2. Optimize your prompts like you'd optimize a query.
System prompts are paid for on every single request. A system prompt that drifted to 1,500 tokens through iterative additions gets sent with every API call, every time, forever. Audit your system prompts. Cut everything that isn't load-bearing. Instructions that don't change the output don't belong in the prompt.
The same principle applies to context. If you're sending 3,000 tokens of context when 800 relevant tokens would produce the same answer, you're paying for 2,200 tokens of noise on every call.
3. Constrain output length.
Models don't naturally write short answers — they generate until they decide to stop, which usually means more tokens than you needed. Set max_tokens intentionally. A feature that needs a one-paragraph summary should be configured to produce a one-paragraph summary, not a model left to decide how much is enough.
This is not just a cost optimization. Shorter, constrained outputs are often better for the user interface anyway. Verbose AI responses frequently get ignored. Concise ones get read.
4. Use prompt caching for repeated context.
If your system prompt or large context blocks are stable across requests — shared instructions, a reference document, a consistent persona — use prompt caching. Anthropic's API caches prompt prefixes for up to five minutes, charging a fraction of the standard input rate for cache hits. On workloads where the same 2,000-token system prompt is being sent with every request, caching turns that cost from full price to roughly 10% of full price.
For any AI feature with high request volume and a consistent system prompt, this single change can cut the input token cost by 80–90%.
5. Build skills for repeated operations.
Rather than sending the model a broad instruction and hoping it reasons correctly each time, build specific tool definitions for repeated operations. Well-defined tools route the model's output through a predictable structure, which reduces both the complexity of the system prompt and the verbosity of the output. Less ambiguity in the prompt means less token consumption reasoning through it.
6. Implement caching at the application layer.

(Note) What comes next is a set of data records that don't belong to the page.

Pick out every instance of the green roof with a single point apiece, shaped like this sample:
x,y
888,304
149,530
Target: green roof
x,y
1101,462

Some AI responses are stable enough to cache. A career summary, an FAQ response, a boilerplate code snippet — if the same input will produce effectively the same output, store the result and skip the API call entirely. This is basic engineering applied to AI infrastructure. The cheapest token is the one you never send.
What This Means for Engineering Teams
The estimation conversation needs to expand.

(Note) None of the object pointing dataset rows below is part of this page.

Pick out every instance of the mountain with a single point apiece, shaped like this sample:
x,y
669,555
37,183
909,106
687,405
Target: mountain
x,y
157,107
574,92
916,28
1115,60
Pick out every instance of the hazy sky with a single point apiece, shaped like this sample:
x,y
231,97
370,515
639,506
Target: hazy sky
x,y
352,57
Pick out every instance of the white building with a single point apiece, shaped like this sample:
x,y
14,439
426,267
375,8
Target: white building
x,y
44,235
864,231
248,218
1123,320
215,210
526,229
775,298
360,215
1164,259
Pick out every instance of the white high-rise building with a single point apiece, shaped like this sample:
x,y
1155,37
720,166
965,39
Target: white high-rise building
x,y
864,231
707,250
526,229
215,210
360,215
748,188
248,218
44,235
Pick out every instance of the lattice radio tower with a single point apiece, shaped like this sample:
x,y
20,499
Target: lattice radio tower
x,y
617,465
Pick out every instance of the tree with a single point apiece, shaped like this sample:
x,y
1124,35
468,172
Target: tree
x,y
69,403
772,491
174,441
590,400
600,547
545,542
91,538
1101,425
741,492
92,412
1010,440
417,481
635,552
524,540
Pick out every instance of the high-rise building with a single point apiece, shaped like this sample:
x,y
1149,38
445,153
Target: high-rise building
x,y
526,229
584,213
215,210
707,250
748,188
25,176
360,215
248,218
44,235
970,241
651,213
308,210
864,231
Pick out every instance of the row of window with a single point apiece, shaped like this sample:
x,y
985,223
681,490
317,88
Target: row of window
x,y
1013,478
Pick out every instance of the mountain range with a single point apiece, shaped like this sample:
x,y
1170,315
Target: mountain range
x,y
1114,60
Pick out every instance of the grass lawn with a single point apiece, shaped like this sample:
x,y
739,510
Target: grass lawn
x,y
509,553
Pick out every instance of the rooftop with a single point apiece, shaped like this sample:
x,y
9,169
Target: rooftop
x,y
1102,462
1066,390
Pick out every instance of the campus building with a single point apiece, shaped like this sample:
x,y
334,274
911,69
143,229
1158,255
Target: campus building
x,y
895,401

When a developer proposes an AI-powered feature, the team needs to ask three cost questions before the sprint starts: What model is this using and why? How many tokens does each request consume? What's the expected request volume at steady state?

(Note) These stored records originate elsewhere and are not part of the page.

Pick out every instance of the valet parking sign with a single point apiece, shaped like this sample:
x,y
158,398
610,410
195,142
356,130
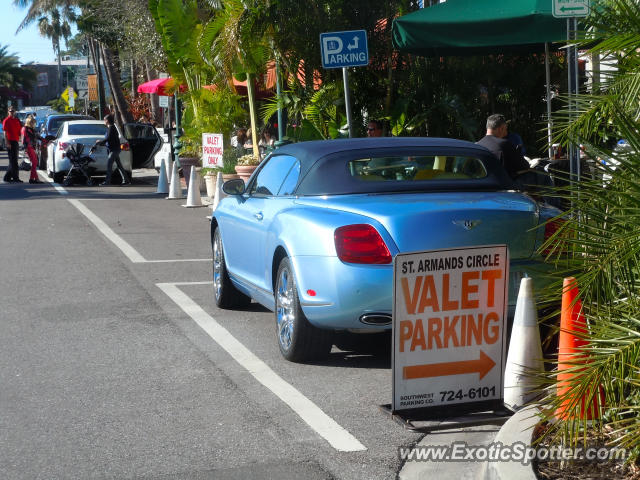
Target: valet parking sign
x,y
212,150
449,335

Right now, most teams are asking none of these questions. The feature gets built, the model gets chosen by default, the system prompt grows organically, and nobody looks at token usage until the invoice arrives.
The engineers who will be most valuable in AI-integrated organizations aren't just the ones who can prompt models effectively. They're the ones who can design AI features that are both capable and cost-efficient — who understand the cost surface of the tools they're working with and make deliberate tradeoffs rather than defaulting to the most capable model because it was easier than thinking about it.
That's not a different skill from good engineering. It's the same skill applied to a new set of constraints.
A Line Item That Isn't Going Away
AI infrastructure is not going to become free. Model costs will decrease over time, but usage will scale faster — and the organizations that build responsible token management into their engineering culture from the beginning will have a meaningful structural advantage over the ones that treat it as someone else's problem.
Estimation has always been about accountability — knowing what something costs before you commit to it. Tokens are a cost. Treat them like one.